Par une requête enregistrée le 22 octobre 2015, M. A..., représenté par Me Blanc, avocat, demande à la cour :
1°) d'annuler ce jugement du tribunal administratif de Grenoble du 21 septembre 2015 ;
2°) d'annuler pour excès de pouvoir les décisions susmentionnées ;
3°) de mettre à la charge de l'Etat une somme de 1 500 euros au titre des dispositions de l'article L. 761-1 du code de justice administrative.
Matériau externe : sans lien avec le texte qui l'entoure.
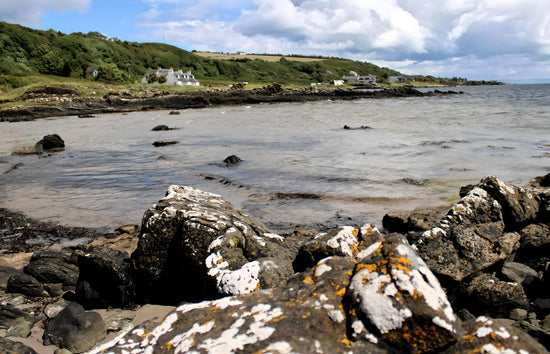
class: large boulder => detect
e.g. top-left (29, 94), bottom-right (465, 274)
top-left (91, 236), bottom-right (462, 353)
top-left (43, 302), bottom-right (107, 353)
top-left (36, 134), bottom-right (65, 150)
top-left (24, 250), bottom-right (78, 289)
top-left (413, 180), bottom-right (520, 281)
top-left (131, 186), bottom-right (295, 304)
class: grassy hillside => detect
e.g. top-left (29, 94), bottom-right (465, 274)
top-left (0, 22), bottom-right (399, 89)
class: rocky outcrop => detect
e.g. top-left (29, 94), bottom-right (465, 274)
top-left (0, 177), bottom-right (550, 353)
top-left (44, 302), bottom-right (107, 353)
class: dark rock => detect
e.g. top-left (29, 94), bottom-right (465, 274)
top-left (293, 224), bottom-right (382, 272)
top-left (443, 317), bottom-right (548, 354)
top-left (0, 266), bottom-right (23, 290)
top-left (0, 337), bottom-right (37, 354)
top-left (479, 177), bottom-right (539, 231)
top-left (75, 247), bottom-right (134, 309)
top-left (460, 273), bottom-right (529, 317)
top-left (382, 207), bottom-right (449, 234)
top-left (36, 134), bottom-right (65, 150)
top-left (413, 183), bottom-right (520, 281)
top-left (131, 186), bottom-right (295, 304)
top-left (153, 140), bottom-right (179, 147)
top-left (43, 302), bottom-right (107, 353)
top-left (0, 305), bottom-right (37, 329)
top-left (94, 234), bottom-right (461, 353)
top-left (151, 124), bottom-right (170, 132)
top-left (501, 262), bottom-right (538, 284)
top-left (24, 250), bottom-right (78, 287)
top-left (223, 155), bottom-right (243, 166)
top-left (6, 274), bottom-right (49, 297)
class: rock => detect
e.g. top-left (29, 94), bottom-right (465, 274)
top-left (460, 273), bottom-right (529, 317)
top-left (131, 186), bottom-right (295, 305)
top-left (6, 274), bottom-right (49, 297)
top-left (36, 134), bottom-right (65, 150)
top-left (151, 124), bottom-right (170, 132)
top-left (501, 262), bottom-right (539, 284)
top-left (382, 207), bottom-right (449, 234)
top-left (24, 250), bottom-right (78, 289)
top-left (153, 140), bottom-right (179, 147)
top-left (0, 337), bottom-right (37, 354)
top-left (223, 155), bottom-right (243, 166)
top-left (293, 224), bottom-right (382, 272)
top-left (510, 308), bottom-right (527, 321)
top-left (347, 234), bottom-right (461, 353)
top-left (0, 305), bottom-right (37, 329)
top-left (479, 177), bottom-right (539, 231)
top-left (115, 225), bottom-right (139, 235)
top-left (43, 299), bottom-right (70, 319)
top-left (413, 183), bottom-right (520, 281)
top-left (443, 316), bottom-right (548, 354)
top-left (6, 318), bottom-right (31, 338)
top-left (43, 302), bottom-right (107, 353)
top-left (0, 266), bottom-right (23, 290)
top-left (75, 246), bottom-right (134, 309)
top-left (91, 237), bottom-right (461, 354)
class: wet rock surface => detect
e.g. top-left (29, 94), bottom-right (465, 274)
top-left (0, 177), bottom-right (550, 353)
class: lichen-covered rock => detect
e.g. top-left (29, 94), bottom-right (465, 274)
top-left (348, 234), bottom-right (461, 353)
top-left (0, 337), bottom-right (36, 354)
top-left (91, 257), bottom-right (362, 354)
top-left (413, 187), bottom-right (520, 281)
top-left (460, 273), bottom-right (529, 317)
top-left (131, 186), bottom-right (295, 304)
top-left (294, 224), bottom-right (382, 271)
top-left (91, 236), bottom-right (468, 354)
top-left (479, 176), bottom-right (539, 231)
top-left (43, 302), bottom-right (107, 353)
top-left (443, 316), bottom-right (548, 354)
top-left (24, 250), bottom-right (78, 289)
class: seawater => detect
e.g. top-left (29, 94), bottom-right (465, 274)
top-left (0, 85), bottom-right (550, 228)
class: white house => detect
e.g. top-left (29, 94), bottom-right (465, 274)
top-left (342, 71), bottom-right (377, 84)
top-left (141, 68), bottom-right (200, 86)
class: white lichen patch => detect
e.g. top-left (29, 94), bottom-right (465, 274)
top-left (327, 226), bottom-right (359, 257)
top-left (194, 304), bottom-right (283, 354)
top-left (262, 342), bottom-right (293, 354)
top-left (328, 310), bottom-right (346, 323)
top-left (205, 252), bottom-right (261, 295)
top-left (315, 261), bottom-right (332, 278)
top-left (263, 232), bottom-right (285, 241)
top-left (356, 241), bottom-right (382, 259)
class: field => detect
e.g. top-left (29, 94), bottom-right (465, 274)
top-left (193, 52), bottom-right (326, 62)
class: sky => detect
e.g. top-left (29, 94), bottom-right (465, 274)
top-left (0, 0), bottom-right (550, 82)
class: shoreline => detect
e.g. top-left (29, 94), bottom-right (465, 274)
top-left (0, 84), bottom-right (461, 122)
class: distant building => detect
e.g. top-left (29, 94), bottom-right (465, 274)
top-left (388, 75), bottom-right (411, 82)
top-left (141, 68), bottom-right (200, 86)
top-left (342, 71), bottom-right (377, 84)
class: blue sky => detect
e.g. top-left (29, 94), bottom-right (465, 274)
top-left (0, 0), bottom-right (550, 82)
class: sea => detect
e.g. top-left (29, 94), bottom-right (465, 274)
top-left (0, 84), bottom-right (550, 232)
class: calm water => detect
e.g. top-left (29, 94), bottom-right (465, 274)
top-left (0, 85), bottom-right (550, 231)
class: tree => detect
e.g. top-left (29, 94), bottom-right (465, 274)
top-left (97, 63), bottom-right (126, 83)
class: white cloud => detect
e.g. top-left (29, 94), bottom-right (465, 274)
top-left (0, 0), bottom-right (91, 26)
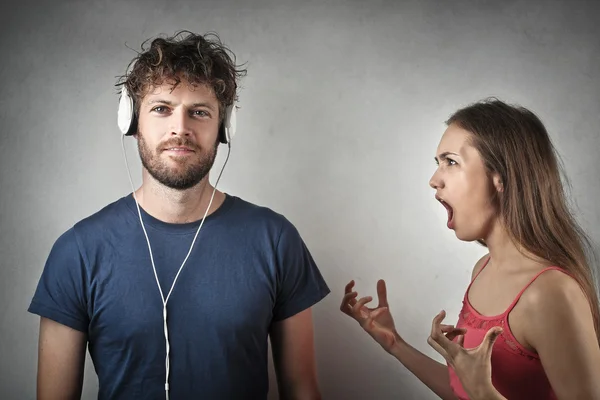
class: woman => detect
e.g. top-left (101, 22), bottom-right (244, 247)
top-left (340, 99), bottom-right (600, 400)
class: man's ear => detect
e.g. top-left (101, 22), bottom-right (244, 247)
top-left (492, 172), bottom-right (504, 193)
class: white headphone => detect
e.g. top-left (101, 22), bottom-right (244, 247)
top-left (117, 84), bottom-right (236, 144)
top-left (117, 84), bottom-right (236, 400)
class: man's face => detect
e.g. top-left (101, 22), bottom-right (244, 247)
top-left (137, 81), bottom-right (219, 190)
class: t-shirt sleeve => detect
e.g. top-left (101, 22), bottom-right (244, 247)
top-left (28, 228), bottom-right (89, 333)
top-left (273, 220), bottom-right (330, 321)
Il soutient que le refus de titre de séjour :
- n'a pas été précédé de la consultation de la commission du titre de séjour ;
- méconnaît les dispositions de l'article L. 313-15 du code de l'entrée et du séjour des étrangers et du droit d'asile ;
- méconnaît les stipulations de l'article 8 de la convention européenne de sauvegarde des droits de l'homme et des libertés fondamentales et les dispositions du 7° de l'article L. 313-11 du code de l'entrée et du séjour des étrangers et du droit d'asile.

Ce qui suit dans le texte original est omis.